A premiare i vincitori è stata una giuria altamente qualificata. Insieme al presidente, Sergio Dondoli, gelatiere e membro della direzione della Coppa del mondo della gelateria, c’erano anche: Eleonora Cozzella, giornalista de l’Espresso, Clara Mennella, vicedirettore Italia a Tavola, Carlo Passera, giornalista di Identità Golose, Santi Palazzolo, pasticciere, e, infine, Salvatore Cappello, gelatiere e presidente onorario di giuria, già vincitore dell’edizione. Il voto è stato espresso valutando il gusto e la struttura dei gelati in gara.

“Sono felice di aver raggiunto questo obiettivo – ha commentato Francesco Mastroianni al termine della competizione – qui dove la maestria è ad altissimi livelli. I partecipanti erano davvero i migliori oltre ad essere tutte belle persone”. Mastroianni, cui è stato dedicato un ampio servizio anche sulla rivista ufficiale del festival, Sherbeth, ha voluto, inoltre, ringraziare l’amico e maestro Nicola Netti, con cui il già 5 volte Campione d’Italia ha condiviso questa nuova e brillante avventura.

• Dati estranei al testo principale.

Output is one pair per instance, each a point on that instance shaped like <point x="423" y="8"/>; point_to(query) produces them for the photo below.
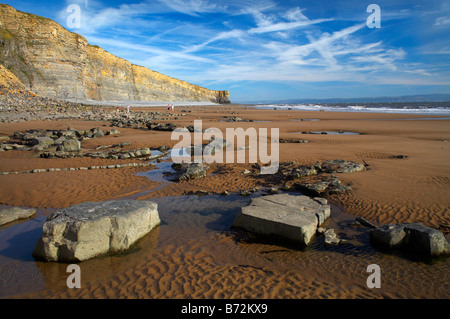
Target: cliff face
<point x="56" y="63"/>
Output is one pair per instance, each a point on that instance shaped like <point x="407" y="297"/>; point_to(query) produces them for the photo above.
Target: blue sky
<point x="269" y="50"/>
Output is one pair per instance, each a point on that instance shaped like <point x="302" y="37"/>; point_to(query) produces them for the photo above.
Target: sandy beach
<point x="194" y="254"/>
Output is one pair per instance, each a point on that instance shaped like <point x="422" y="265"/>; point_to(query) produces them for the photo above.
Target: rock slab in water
<point x="290" y="217"/>
<point x="11" y="214"/>
<point x="91" y="229"/>
<point x="413" y="237"/>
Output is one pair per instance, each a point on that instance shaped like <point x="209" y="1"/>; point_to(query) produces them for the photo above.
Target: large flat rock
<point x="91" y="229"/>
<point x="290" y="217"/>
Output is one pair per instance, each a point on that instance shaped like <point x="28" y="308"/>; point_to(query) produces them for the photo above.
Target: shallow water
<point x="195" y="253"/>
<point x="194" y="244"/>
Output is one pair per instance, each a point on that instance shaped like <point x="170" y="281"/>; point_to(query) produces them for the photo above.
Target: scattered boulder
<point x="303" y="171"/>
<point x="92" y="229"/>
<point x="331" y="237"/>
<point x="413" y="237"/>
<point x="112" y="132"/>
<point x="323" y="187"/>
<point x="11" y="214"/>
<point x="42" y="142"/>
<point x="193" y="170"/>
<point x="69" y="146"/>
<point x="340" y="166"/>
<point x="290" y="217"/>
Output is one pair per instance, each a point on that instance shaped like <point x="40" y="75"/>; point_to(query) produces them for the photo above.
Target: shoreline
<point x="410" y="189"/>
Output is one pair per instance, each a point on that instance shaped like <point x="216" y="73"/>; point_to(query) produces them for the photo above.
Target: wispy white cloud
<point x="194" y="7"/>
<point x="269" y="43"/>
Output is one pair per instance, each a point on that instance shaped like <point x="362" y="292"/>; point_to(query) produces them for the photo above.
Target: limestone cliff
<point x="56" y="63"/>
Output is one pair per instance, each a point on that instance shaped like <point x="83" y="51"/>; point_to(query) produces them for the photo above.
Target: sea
<point x="425" y="108"/>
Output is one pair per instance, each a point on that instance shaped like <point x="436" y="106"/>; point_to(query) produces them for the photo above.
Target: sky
<point x="263" y="50"/>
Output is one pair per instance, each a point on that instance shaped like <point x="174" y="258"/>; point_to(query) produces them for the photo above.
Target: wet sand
<point x="195" y="254"/>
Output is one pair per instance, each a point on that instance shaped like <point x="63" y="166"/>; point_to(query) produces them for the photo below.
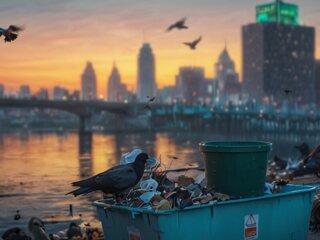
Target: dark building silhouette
<point x="190" y="84"/>
<point x="24" y="92"/>
<point x="43" y="94"/>
<point x="317" y="83"/>
<point x="278" y="54"/>
<point x="1" y="90"/>
<point x="60" y="93"/>
<point x="146" y="85"/>
<point x="117" y="91"/>
<point x="75" y="95"/>
<point x="88" y="83"/>
<point x="228" y="87"/>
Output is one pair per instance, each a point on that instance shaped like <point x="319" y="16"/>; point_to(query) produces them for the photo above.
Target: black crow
<point x="115" y="180"/>
<point x="10" y="33"/>
<point x="178" y="25"/>
<point x="280" y="163"/>
<point x="193" y="44"/>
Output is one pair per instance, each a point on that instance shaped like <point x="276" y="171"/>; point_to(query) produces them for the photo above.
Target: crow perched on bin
<point x="115" y="180"/>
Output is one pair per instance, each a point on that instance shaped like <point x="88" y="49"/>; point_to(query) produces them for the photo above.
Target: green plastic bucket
<point x="236" y="168"/>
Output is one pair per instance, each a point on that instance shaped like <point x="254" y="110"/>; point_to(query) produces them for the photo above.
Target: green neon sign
<point x="278" y="12"/>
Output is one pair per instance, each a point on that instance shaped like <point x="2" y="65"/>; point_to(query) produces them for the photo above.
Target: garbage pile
<point x="158" y="191"/>
<point x="308" y="162"/>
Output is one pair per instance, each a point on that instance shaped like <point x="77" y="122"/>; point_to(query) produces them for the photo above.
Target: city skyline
<point x="44" y="55"/>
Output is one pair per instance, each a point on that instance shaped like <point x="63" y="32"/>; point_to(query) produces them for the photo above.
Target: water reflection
<point x="85" y="155"/>
<point x="47" y="163"/>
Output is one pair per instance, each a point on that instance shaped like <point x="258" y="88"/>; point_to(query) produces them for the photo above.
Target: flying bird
<point x="287" y="91"/>
<point x="193" y="44"/>
<point x="115" y="180"/>
<point x="178" y="25"/>
<point x="147" y="107"/>
<point x="152" y="99"/>
<point x="10" y="33"/>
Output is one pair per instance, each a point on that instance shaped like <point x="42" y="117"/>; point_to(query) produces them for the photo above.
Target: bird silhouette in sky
<point x="178" y="25"/>
<point x="193" y="44"/>
<point x="151" y="99"/>
<point x="10" y="33"/>
<point x="287" y="91"/>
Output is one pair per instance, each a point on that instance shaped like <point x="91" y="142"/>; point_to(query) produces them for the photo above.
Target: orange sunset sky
<point x="60" y="36"/>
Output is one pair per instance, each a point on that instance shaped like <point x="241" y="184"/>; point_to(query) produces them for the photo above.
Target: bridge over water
<point x="83" y="109"/>
<point x="179" y="116"/>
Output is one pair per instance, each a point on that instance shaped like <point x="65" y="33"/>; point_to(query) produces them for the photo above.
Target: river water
<point x="37" y="169"/>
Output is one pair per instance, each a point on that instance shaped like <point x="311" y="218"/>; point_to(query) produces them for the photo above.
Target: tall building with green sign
<point x="277" y="54"/>
<point x="279" y="12"/>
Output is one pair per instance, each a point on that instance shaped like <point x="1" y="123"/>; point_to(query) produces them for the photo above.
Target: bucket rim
<point x="235" y="146"/>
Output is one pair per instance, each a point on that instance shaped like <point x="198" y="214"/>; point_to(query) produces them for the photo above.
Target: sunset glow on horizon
<point x="60" y="37"/>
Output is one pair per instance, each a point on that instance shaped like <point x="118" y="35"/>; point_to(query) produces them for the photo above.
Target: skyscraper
<point x="60" y="93"/>
<point x="116" y="90"/>
<point x="227" y="79"/>
<point x="146" y="85"/>
<point x="317" y="83"/>
<point x="24" y="92"/>
<point x="88" y="83"/>
<point x="1" y="90"/>
<point x="43" y="94"/>
<point x="190" y="84"/>
<point x="278" y="54"/>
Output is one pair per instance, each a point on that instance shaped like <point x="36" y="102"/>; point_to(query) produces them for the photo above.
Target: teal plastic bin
<point x="236" y="168"/>
<point x="282" y="216"/>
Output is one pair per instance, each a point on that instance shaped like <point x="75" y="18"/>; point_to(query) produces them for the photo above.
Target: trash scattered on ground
<point x="158" y="190"/>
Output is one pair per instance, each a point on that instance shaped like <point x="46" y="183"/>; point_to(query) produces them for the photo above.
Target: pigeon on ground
<point x="178" y="25"/>
<point x="115" y="180"/>
<point x="280" y="163"/>
<point x="193" y="44"/>
<point x="36" y="228"/>
<point x="311" y="164"/>
<point x="10" y="33"/>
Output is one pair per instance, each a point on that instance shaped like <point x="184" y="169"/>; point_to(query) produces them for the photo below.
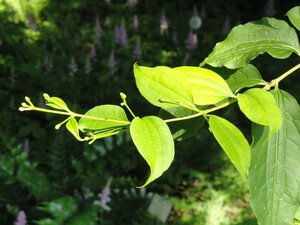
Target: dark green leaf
<point x="246" y="42"/>
<point x="233" y="143"/>
<point x="247" y="76"/>
<point x="154" y="141"/>
<point x="260" y="107"/>
<point x="274" y="176"/>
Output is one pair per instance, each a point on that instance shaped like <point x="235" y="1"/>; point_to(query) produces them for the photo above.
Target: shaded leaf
<point x="260" y="107"/>
<point x="207" y="86"/>
<point x="247" y="76"/>
<point x="162" y="86"/>
<point x="246" y="42"/>
<point x="274" y="176"/>
<point x="96" y="118"/>
<point x="154" y="141"/>
<point x="61" y="209"/>
<point x="233" y="143"/>
<point x="294" y="16"/>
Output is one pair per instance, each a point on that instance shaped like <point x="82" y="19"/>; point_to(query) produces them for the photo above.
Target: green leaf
<point x="207" y="86"/>
<point x="61" y="209"/>
<point x="72" y="126"/>
<point x="103" y="117"/>
<point x="246" y="42"/>
<point x="247" y="76"/>
<point x="233" y="143"/>
<point x="162" y="86"/>
<point x="184" y="129"/>
<point x="260" y="107"/>
<point x="154" y="141"/>
<point x="294" y="16"/>
<point x="274" y="176"/>
<point x="56" y="103"/>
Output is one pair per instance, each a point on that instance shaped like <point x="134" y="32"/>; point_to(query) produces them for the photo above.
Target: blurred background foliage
<point x="83" y="52"/>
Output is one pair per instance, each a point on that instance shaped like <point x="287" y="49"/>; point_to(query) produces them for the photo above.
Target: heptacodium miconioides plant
<point x="270" y="164"/>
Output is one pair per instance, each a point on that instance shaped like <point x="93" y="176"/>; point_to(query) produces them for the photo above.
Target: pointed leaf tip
<point x="154" y="141"/>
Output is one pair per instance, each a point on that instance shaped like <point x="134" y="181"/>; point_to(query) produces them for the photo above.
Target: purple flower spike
<point x="87" y="66"/>
<point x="121" y="34"/>
<point x="104" y="197"/>
<point x="97" y="29"/>
<point x="132" y="3"/>
<point x="163" y="23"/>
<point x="137" y="51"/>
<point x="21" y="218"/>
<point x="191" y="41"/>
<point x="135" y="23"/>
<point x="112" y="64"/>
<point x="92" y="53"/>
<point x="73" y="67"/>
<point x="226" y="26"/>
<point x="269" y="9"/>
<point x="26" y="146"/>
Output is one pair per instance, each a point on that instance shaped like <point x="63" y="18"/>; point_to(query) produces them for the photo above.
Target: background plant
<point x="59" y="151"/>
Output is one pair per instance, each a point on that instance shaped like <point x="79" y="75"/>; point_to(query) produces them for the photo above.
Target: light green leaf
<point x="274" y="176"/>
<point x="162" y="86"/>
<point x="56" y="103"/>
<point x="207" y="86"/>
<point x="61" y="209"/>
<point x="72" y="126"/>
<point x="294" y="16"/>
<point x="247" y="76"/>
<point x="233" y="143"/>
<point x="103" y="117"/>
<point x="260" y="107"/>
<point x="154" y="141"/>
<point x="184" y="129"/>
<point x="246" y="42"/>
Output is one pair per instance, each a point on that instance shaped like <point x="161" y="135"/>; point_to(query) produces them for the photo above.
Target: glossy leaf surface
<point x="233" y="143"/>
<point x="260" y="107"/>
<point x="294" y="16"/>
<point x="162" y="86"/>
<point x="96" y="118"/>
<point x="184" y="129"/>
<point x="154" y="141"/>
<point x="246" y="42"/>
<point x="247" y="76"/>
<point x="207" y="86"/>
<point x="274" y="176"/>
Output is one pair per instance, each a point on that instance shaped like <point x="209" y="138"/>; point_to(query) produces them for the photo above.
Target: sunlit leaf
<point x="246" y="42"/>
<point x="274" y="176"/>
<point x="260" y="107"/>
<point x="185" y="129"/>
<point x="154" y="141"/>
<point x="162" y="86"/>
<point x="56" y="103"/>
<point x="207" y="86"/>
<point x="294" y="16"/>
<point x="103" y="117"/>
<point x="233" y="143"/>
<point x="72" y="126"/>
<point x="247" y="76"/>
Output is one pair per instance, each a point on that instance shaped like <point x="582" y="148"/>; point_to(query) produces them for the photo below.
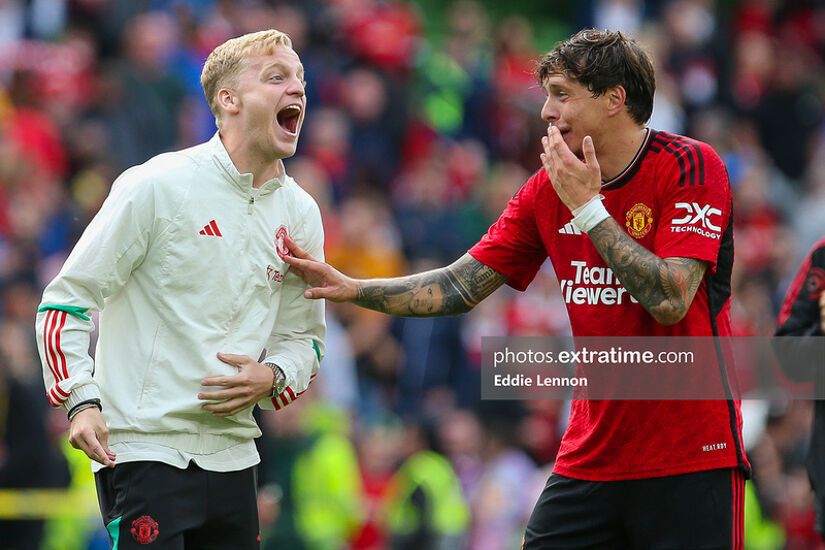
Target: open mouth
<point x="288" y="118"/>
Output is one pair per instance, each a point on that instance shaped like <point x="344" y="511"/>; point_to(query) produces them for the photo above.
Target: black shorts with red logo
<point x="688" y="511"/>
<point x="154" y="505"/>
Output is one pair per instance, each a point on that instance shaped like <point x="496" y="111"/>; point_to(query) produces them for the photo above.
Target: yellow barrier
<point x="46" y="504"/>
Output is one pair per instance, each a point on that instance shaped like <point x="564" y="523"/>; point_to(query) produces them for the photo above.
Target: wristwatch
<point x="279" y="380"/>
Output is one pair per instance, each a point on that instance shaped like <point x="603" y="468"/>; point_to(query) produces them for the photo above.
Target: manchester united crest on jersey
<point x="280" y="241"/>
<point x="145" y="530"/>
<point x="638" y="220"/>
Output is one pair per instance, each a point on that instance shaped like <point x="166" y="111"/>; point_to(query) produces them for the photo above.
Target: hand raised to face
<point x="575" y="182"/>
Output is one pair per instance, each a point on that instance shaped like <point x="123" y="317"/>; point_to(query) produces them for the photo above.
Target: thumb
<point x="296" y="250"/>
<point x="589" y="151"/>
<point x="232" y="359"/>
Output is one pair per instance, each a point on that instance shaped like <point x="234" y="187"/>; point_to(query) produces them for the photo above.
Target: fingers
<point x="233" y="359"/>
<point x="296" y="250"/>
<point x="589" y="151"/>
<point x="85" y="437"/>
<point x="559" y="151"/>
<point x="306" y="264"/>
<point x="229" y="407"/>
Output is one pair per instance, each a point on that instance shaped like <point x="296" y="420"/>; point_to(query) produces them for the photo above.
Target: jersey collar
<point x="631" y="169"/>
<point x="242" y="181"/>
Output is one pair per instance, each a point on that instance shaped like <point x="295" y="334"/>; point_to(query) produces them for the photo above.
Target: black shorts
<point x="700" y="510"/>
<point x="165" y="508"/>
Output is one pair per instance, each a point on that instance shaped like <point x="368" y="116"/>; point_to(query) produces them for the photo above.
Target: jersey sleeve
<point x="296" y="343"/>
<point x="694" y="200"/>
<point x="513" y="246"/>
<point x="113" y="244"/>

Il gelatiere lametino si è raccontato e ha raccontato il suo lavoro e la sua arte: “Il successo di pubblico e di critica – ha detto – è frutto di una formula, tutto sommato, semplice: coniugare passione e dedizione alla semplicità e al rispetto della tradizione, senza mai perdere di vista l’innovazione e una continua ricerca tecnologica. Tutto ciò deve avere come obiettivo centrale una ricerca culturale profonda, indispensabile avendo a che fare con cibi e spezie che hanno radici lontane e sono etnicamente molto eterogenee e i cui profumi, essenze e sapori hanno un uso ormai millenario. Così – continua Mastroiannni –  ho voluto, nella sperimentazione continua di materie prime d’eccellenza, proporne alcune al mio pubblico che le ha apprezzate e che oggi sono distribuite come eccellenze gastronomiche in tutta Europa”.

Il gelatiere, infine, risponde ad una domanda. “La mia più grande aspirazione? Restare un artista puro”.